These clubs endured through the Civil War, where Ann insisted the clubs help injured soldiers from both sides. After the war, the clubs planned “Mothers Friendship Day”, where soldiers and their families from both sides were brought together to celebrate a message of unity and reconciliation. After the death of her husband in 1902, Ann moved to Philadelphia to live near her children. This is where she passed away a few years later, surrounded by her four children.
Anna remembered that her mother, always active in the church, had prayed for someone to start a day to memorialize mothers back in 1876. It was this prayer that sparked Anna’s crusade to make a day in honor of mothers.
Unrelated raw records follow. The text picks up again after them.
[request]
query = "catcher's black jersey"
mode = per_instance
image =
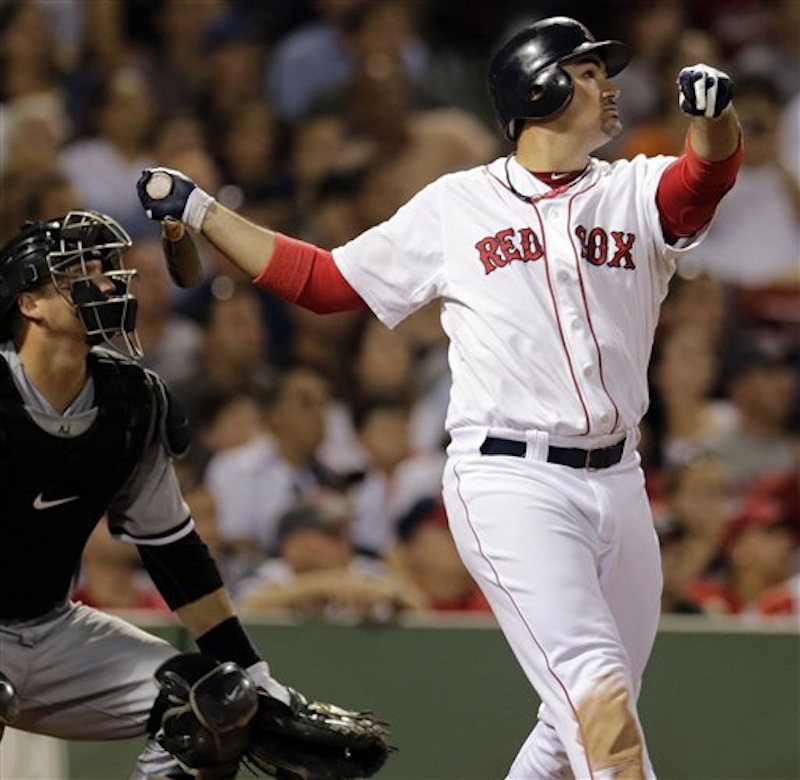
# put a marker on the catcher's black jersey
(56, 482)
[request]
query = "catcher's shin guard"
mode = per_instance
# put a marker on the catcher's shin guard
(204, 709)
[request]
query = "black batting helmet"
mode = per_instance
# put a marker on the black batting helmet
(58, 250)
(526, 79)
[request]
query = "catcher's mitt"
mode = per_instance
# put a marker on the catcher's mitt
(212, 717)
(314, 741)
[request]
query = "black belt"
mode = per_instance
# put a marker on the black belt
(574, 457)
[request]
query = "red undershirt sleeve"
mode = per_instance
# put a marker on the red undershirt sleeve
(304, 274)
(691, 188)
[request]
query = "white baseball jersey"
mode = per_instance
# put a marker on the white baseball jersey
(550, 306)
(550, 298)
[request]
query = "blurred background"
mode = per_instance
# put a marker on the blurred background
(318, 442)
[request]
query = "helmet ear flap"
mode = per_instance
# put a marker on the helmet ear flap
(550, 93)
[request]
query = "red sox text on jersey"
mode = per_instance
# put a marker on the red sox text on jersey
(598, 247)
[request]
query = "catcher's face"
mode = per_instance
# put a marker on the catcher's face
(51, 305)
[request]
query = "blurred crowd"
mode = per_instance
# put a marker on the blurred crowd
(318, 441)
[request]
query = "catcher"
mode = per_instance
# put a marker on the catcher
(85, 432)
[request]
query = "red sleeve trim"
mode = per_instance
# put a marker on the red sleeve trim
(691, 188)
(304, 274)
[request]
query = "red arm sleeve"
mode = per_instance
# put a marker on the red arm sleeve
(691, 188)
(304, 274)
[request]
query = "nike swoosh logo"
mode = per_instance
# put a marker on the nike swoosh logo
(40, 503)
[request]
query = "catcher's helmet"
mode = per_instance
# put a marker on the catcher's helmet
(526, 79)
(58, 251)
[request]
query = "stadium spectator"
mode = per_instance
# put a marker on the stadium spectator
(255, 483)
(684, 416)
(394, 477)
(318, 56)
(232, 353)
(699, 505)
(754, 238)
(758, 549)
(426, 556)
(116, 142)
(170, 343)
(318, 574)
(761, 384)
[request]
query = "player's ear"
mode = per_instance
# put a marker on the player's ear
(28, 303)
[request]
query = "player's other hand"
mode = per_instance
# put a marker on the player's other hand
(168, 194)
(704, 91)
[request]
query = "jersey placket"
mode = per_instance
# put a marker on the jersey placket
(568, 297)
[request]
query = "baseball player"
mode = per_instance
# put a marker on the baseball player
(550, 266)
(86, 432)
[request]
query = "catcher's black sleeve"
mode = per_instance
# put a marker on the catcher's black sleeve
(183, 571)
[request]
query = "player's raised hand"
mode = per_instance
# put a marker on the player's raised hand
(704, 91)
(168, 194)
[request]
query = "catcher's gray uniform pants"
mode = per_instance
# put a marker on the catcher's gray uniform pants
(84, 675)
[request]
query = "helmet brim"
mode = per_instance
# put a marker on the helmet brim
(615, 54)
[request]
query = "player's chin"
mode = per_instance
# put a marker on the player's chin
(611, 125)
In 1908 the first Mother’s Day celebration was held, and in 1915 President Woodrow Wilson officially proclaimed the second Sunday in May “Mother’s Day”.
I hope and pray that someone, sometime, will found a memorial mothers day commemorating her for the matchless service she renders to humanity in every field of life. She is entitled to it.
— Ann Reeves Jarvis
The Founder Of Mother’s Day Hated What It Became
This day, started in honor of a woman who had spent her life helping other mothers, quickly became commercialized. Card and candy makers recognized that they could use this day to sell their wares, and did so quickly, starting in the early 1920’s. The American War Mothers and other groups also used the day to sell carnations (which had become associated with the day).
Anna was furious. She felt that these companies and organizations were exploiting the day. After all, it was intended to be a day for you to honor your own mother, and everything she did for you, by sending handwritten letters of love and gratitude, not pre-made cards. So, she started to organize boycotts of the day. She protested at a candymaker convention, and at the American War Mothers meeting for selling carnations. She was even arrested for disturbing the peace.
A printed card means nothing except that you are too lazy to write to the woman who has done more for you than anyone in the world. And candy! You take a box to Mother—and then eat most of it yourself. A pretty sentiment.
— Anna Jarvis
Anna refused to benefit from the commercialization of the day, even while other companies did. In 1943 she started a petition to recind Mother’s Day, but it was halted when she was placed in the Marshall Square Sanitarium in West Chester, Pennsylvania. And guess who paid the bills? People connected with the flower and greeting card industries. How generous of them (sarcasm).
If Anna hated what the day had become by the 1940’s, I shudder to think what her perspective would be on what the day became today, when the average spending will be $186.39, and retailers are hoping that your spending will help save the ailing retail industry.
My Mother’s Day Perspective
I have to admit that before I started doing the in-depth research for this article, I had only vaguely heard the story of the founder of Mother’s Day. But I already also hated the commercialization of the holiday, just like Anna.
Every year I see the top gifts people get for their mothers – flowers that will die in a week, greeting cards picked up from Target when you realized you forgot about the day, or paying a lot of money to take your mom out for a special Mother’s Day meal. Heck, people now are even giving gift cards. Nothing says “I love and appreciate you for all the wonderful things you do” than a plastic version of paper money!
I would much rather have something special, and free, that shows real appreciation for the things that I do. For example, last year I received an awesome drawing from my then-12 year old, that he had made for me during breaks at school. Now, in elementary school the kids are usually forced to do something for their moms, but he’s in middle school-so he did it all on his own. That, to me, shows real appreciation and thought.
Instead of cut flowers that will die, I would prefer a beautiful plant for my garden that will grow for years to come. Rather than an expensive meal out, a thoughtful meal of my favorite foods cooked up for me would be amazing. Or a lovely picnic in a park. A family walk. Someone telling me exactly what it is that I do that they appreciate the most. A donation to a cause I care deeply about. And so on.
So instead of giving in to the commercialization of the day, follow in Anna’s footsteps. Boycott Hallmark, protest the candy makers, dump the flowers – and instead do something really special to honor the mothers in your life.